The average rank μ and the number of winning times, n_w, reflect two aspects of the comparison of network controllability robustness. A lower value of mu or a higher value of n_w is expected for a network model with good robustness of controllability.

This quantitative measure can be scaled to a setting with any number of networks and to edge-removal attacks as well.

3.3. QSNs with Different Redirecting Probabilities

Firstly, comparison is performed among the original QSN and the QSN with reversed edges. All networks have the same size with N = 1000 nodes and M = 6069 edges. Some other network settings are also studied, with results summarized in the SI file, where the network settings include N = 500 with average degree 〈k〉 = {5.38,10}, N = 1000 with 〈k〉 = {6.069,10,20}, and N = 2000  〈k〉 = {6.759,10,20} (M ≡ N × 〈k〉), where the average degree values 5.38, 6.069, and 6.759 are determined by the nature of MCN [25]. Note that (7) can be applied to sparse networks.
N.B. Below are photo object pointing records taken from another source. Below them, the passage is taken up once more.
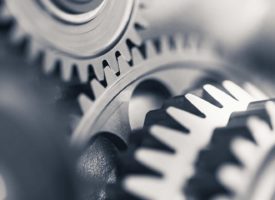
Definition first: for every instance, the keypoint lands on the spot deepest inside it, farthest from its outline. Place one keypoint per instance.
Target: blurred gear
(86, 35)
(162, 68)
(35, 160)
(154, 74)
(189, 122)
(245, 169)
(166, 154)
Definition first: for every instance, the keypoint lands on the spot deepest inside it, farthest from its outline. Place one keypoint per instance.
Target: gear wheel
(174, 64)
(35, 160)
(176, 134)
(167, 66)
(65, 32)
(244, 169)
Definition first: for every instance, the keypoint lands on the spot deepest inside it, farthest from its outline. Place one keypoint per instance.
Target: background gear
(67, 38)
(36, 161)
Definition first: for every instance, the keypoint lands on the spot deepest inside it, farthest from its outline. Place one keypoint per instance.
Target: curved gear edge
(52, 59)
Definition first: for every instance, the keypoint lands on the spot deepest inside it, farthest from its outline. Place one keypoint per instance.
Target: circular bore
(174, 72)
(85, 34)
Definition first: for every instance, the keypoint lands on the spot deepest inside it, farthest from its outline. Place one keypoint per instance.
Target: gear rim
(127, 30)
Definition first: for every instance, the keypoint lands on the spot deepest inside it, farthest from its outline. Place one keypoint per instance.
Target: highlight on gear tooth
(137, 100)
(243, 170)
(172, 139)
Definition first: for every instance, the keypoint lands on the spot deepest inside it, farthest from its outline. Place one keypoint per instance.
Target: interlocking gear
(173, 63)
(87, 35)
(184, 125)
(245, 168)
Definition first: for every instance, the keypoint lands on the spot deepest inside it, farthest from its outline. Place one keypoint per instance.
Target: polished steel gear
(86, 35)
(36, 162)
(250, 140)
(192, 133)
(171, 65)
(160, 68)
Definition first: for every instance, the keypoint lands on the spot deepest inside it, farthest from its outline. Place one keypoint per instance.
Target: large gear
(245, 169)
(87, 35)
(177, 63)
(167, 66)
(184, 125)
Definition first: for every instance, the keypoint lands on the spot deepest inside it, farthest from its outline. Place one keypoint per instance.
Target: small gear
(244, 169)
(183, 126)
(169, 65)
(86, 35)
(35, 160)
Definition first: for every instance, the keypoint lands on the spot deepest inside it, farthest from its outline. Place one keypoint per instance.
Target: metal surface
(245, 166)
(76, 40)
When N = 500 and 〈k〉 = 20, M/M_max = 0.08 > 0.05; therefore, it is excluded from the experiments reported in SI.

Both state controllability and structural controllability are compared. Figures 6–11 show the curves of network controllability against the 6 different types of attacks. There are 11 networks being compared here, namely, the original QSN and the QSNs with p_re = 0.1 to 1.0, with an increment of 0.1. For clarity, only the results of the original QSN and the QSNs with p_re = 0.3, 0.5, 0.8, and 1.0 are presented in Figures 6–11.

Figure 6.

Simulation results of random node-removal attack on QSN variants: (a) exact controllability (EC); (b) structural controllability (SC); (c) heterogeneity of outdegree (H_O); (d) number of 3-rings; (e) number of 4-chains; and (f) number of 4-rings. P_N represents the proportion of the removed nodes in the network.

Figure 7.

Simulation results of betweenness-targeted node-removal attack on QSN variants: (a) exact controllability (EC); (b) structural controllability (SC); (c) heterogeneity of outdegrees (H_O); (d) number of 3-rings; (e) number of 4-chains; and (f) number of 4-rings. P_N represents the proportion of the removed nodes in the network.

Figure 8.

Simulation results of degree-targeted node-removal attack on QSN variants: (a) exact controllability (EC); (b) structural controllability (SC); (c) heterogeneity of outdegrees (H_O); (d) number of 3-rings; (e) number of 4-chains; and (f) number of 4-rings. P_N represents the proportion of the removed nodes in the network.

Figure 9.

Simulation results of random edge-removal attack on QSN variants: (a) exact controllability (EC); (b) structural controllability (SC); (c) heterogeneity of outdegrees (H_O); (d) number of 3-rings; (e) number of 4-chains; and (f) number of 4-rings. P_E represents the proportion of the removed edges in the network.

Figure 10.

Simulation results of betweenness-targeted edge-removal attack on QSN variants: (a) exact controllability (EC); (b) structural controllability (SC); (c) heterogeneity of outdegrees (H_O); (d) number of 3-rings; (e) number of 4-chains; and (f) number of 4-rings. P_E represents the proportion of the removed edges in the network.

Figure 11.

Simulation results of degree-targeted edge-removal attack on QSN variants: (a) exact controllability (EC); (b) structural controllability (SC); (c) heterogeneity of outdegrees (H_O); (d) number of 3-rings; (e) number of 4-chains; and (f) number of 4-rings. P_E represents the proportion of the removed edges in the network.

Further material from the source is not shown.